In the late 1940s, only poor people lived in this section of Halsted Street in the blue-collar neighborhood that later would become posh Old Town and Lincoln Park. Rent on a one-bedroom apartment was $20 a month, not the $2,300-a-month landlords now charge.
Following World War II, the Cabrini Green public housing development was rising on Division Street, about a half mile south. The ethnic mix at North Avenue and Halsted was mostly white Italian and German working-class families.
When Alfred Louis DeBat, my 17-year-old brother—who later earned bachelor’s and master’s degrees in journalism at Northwestern University—first saw 1649 N. Halsted in 1948, he cried.
“How could a kid who grew up in the 3900 block of North Pine Grove Ave. in Lakeview and befriended young schoolmates who resided on Lake Shore Drive live here?” asked Alfred, with great embarrassment.
But with the screech of Ravenswood elevated trains and the clanking “Red Devil’ streetcars in our ears, Halsted St. was to be our home for the next 15 years.
By the mid-1950s, my father’s Southern flower garden was taking shape. It was patterned after gardens in New Orleans, his hometown.
The old fence was removed and replaced with new white pickets, and urban renewal bricks edged organized flower beds. A variety of flowers were represented—Zinnias, Petunias, Marigolds, Peonies, giant Sun Flowers, Rose bushes and Morning Glory vines climbed up the back porches on trellises in this urban oasis. Mulberry trees produced fruit for my breakfast cereal.
In 1949, long before quiche and pinot grigio wine became gourmet delights in Lincoln Park, Sieben’s Brewery on Larrabee Street was selling what the neighborhood made best—cool steins of German beer.
A kid could hop on a clanking streetcar and rumble down Halsted Street to Fullerton Avenue and catch a movie at the Biograph Theatre, or stroll to the barbershop at North Avenue where you could sit in big, black leather barber chairs and ogle the sparkling nickel-plated pot-bellied stove. Nick, the Italian barber, gave old-fashioned, 75-cent haircuts, sans sideburns.
The bustling corner of North and Halsted supported such neighborhood business establishments as the United Cigar Store, Schneider’s Meat Market, Newman’s Shoes, Sam’s Cut-Rate Liquors, and the Greek’s Soda Fountain, where five-cent Coke and penny candy were sold.
Television still was a luxury, so most neighborhood kids saved pop bottle deposits to pay 12-cent movie-house admissions.
A German language movie house, the Kino Theater, was on North Avenue and Orchard. But most neighborhood kids flocked to the Plaza Theater at North and North Park avenues to view “shoot’em-up" Westerns like “Red River,” starring John Wayne. Later, The Plaza was razed to make way for new affordable high-rise apartments.

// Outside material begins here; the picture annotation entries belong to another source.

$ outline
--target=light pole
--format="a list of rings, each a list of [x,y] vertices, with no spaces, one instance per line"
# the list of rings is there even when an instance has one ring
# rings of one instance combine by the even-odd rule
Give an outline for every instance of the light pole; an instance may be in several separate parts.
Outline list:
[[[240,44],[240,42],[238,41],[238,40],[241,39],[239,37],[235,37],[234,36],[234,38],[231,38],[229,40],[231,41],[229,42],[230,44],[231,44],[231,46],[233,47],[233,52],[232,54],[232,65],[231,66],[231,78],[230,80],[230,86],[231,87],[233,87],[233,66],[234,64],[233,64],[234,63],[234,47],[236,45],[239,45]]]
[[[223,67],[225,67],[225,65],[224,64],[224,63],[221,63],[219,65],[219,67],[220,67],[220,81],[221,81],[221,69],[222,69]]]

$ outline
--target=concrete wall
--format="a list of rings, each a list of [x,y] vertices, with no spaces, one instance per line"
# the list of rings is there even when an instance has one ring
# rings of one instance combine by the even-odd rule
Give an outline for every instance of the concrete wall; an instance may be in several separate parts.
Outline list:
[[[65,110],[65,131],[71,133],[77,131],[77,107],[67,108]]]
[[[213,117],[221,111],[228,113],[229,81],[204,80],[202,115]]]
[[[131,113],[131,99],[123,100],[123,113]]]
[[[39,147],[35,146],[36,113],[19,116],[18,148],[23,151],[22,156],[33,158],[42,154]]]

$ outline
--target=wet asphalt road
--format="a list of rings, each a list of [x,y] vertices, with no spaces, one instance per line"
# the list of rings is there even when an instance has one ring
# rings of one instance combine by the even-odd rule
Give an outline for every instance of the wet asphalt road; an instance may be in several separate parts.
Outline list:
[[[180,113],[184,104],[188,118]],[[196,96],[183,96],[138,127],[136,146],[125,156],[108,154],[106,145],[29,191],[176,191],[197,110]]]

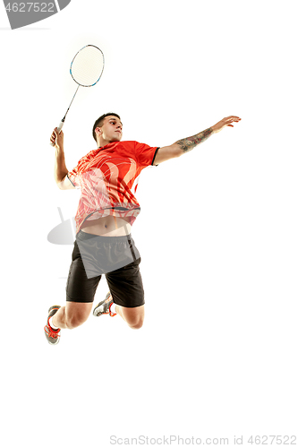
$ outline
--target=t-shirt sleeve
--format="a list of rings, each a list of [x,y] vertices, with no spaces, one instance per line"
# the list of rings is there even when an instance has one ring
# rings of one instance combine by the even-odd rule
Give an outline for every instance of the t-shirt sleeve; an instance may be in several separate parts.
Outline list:
[[[135,156],[137,162],[141,168],[149,167],[149,165],[153,165],[156,155],[159,147],[149,146],[145,143],[135,142]]]
[[[75,188],[81,188],[78,174],[78,167],[75,167],[72,171],[67,173],[67,177],[72,182]]]

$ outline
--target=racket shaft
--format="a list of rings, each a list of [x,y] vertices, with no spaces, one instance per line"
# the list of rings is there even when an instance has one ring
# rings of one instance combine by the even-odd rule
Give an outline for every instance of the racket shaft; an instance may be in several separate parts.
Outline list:
[[[60,131],[63,128],[64,124],[64,122],[61,120],[61,122],[59,123],[59,125],[57,127],[58,134],[60,134]],[[50,142],[50,145],[55,146],[55,143],[52,143],[52,142]]]

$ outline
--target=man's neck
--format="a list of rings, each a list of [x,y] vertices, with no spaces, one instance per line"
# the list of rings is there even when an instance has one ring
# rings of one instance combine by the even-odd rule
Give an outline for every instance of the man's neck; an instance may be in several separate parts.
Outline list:
[[[107,140],[99,138],[98,140],[98,148],[102,148],[103,146],[106,146],[108,143],[113,143],[113,142],[116,142],[116,141],[112,140],[112,141],[108,142]]]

The factory neighborhood of Lincoln Park was launched on the long road to trendiness and affluence in 1956, when the Community Conservation Board designated virtually the entire area for urban renewal.
A proposed $36-million plan, which did not get underway until the 1960s, envisioned a 1,000-acre redevelopment of the area generally bounded by Lincoln Park on the east, the Milwaukee Road tracks and Clybourn Avenue on the west and southwest, North Avenue on the south and Wrightwood and Diversey on the north.

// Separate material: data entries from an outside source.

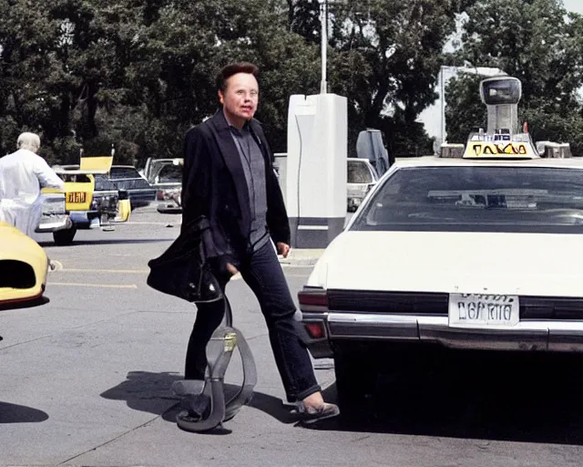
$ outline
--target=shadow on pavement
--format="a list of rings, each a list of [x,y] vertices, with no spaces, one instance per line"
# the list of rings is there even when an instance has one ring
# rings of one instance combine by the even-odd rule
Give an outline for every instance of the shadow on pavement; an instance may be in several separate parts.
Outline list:
[[[5,423],[38,423],[48,414],[38,409],[0,401],[0,425]]]
[[[176,421],[176,415],[180,410],[180,399],[174,396],[171,386],[174,381],[182,379],[182,375],[130,371],[126,378],[125,381],[102,392],[100,396],[113,400],[126,400],[130,409],[160,415],[163,420],[172,423]],[[225,384],[227,399],[233,396],[239,389],[239,386]],[[254,392],[249,406],[266,412],[281,423],[297,421],[290,413],[289,407],[286,408],[281,399],[269,394]],[[213,431],[210,433],[226,434],[226,431]]]
[[[35,300],[0,305],[0,311],[17,310],[17,309],[23,309],[23,308],[34,308],[35,306],[41,306],[42,305],[46,305],[49,302],[50,302],[50,299],[48,298],[48,296],[43,296],[40,298],[36,298]]]
[[[583,445],[582,368],[574,355],[435,352],[310,428]]]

Between the early 1960s and 1977, the city’s Department of Urban Renewal demolished 606 buildings in the area. Ogden Avenue, a wide boulevard, was vacated and Oz Park was created. Hundreds of old German and Italian residents were displaced.
By 1977, some $270 million was spent by the government and private investors to revitalize eastern portions of the community, called Project I, and Lincoln Park was on its way to “revitalization.”

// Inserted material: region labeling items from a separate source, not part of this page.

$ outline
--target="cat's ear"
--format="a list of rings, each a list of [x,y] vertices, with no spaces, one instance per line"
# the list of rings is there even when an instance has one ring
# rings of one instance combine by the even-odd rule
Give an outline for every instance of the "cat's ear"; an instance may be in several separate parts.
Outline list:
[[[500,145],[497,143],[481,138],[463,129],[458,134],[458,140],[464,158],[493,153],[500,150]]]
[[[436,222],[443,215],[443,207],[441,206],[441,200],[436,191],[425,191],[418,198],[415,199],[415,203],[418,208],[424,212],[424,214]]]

As part of the urban renewal plan, the Royal George Theatre was built and my father’s three-flat lot was the end-piece of the project to create a ramp for a future parking garage. As a result—following an appraisal by Mid-America Appraisal and Baird & Warner—the theatre developers paid $40,000 for that 25-by-140-foot lot.
So, this writer wishes Draper and Kramer well on its development plan. The only question I have is: Why only 35 parking spaces? The Royal George Theatre parking garage must have more spots than that.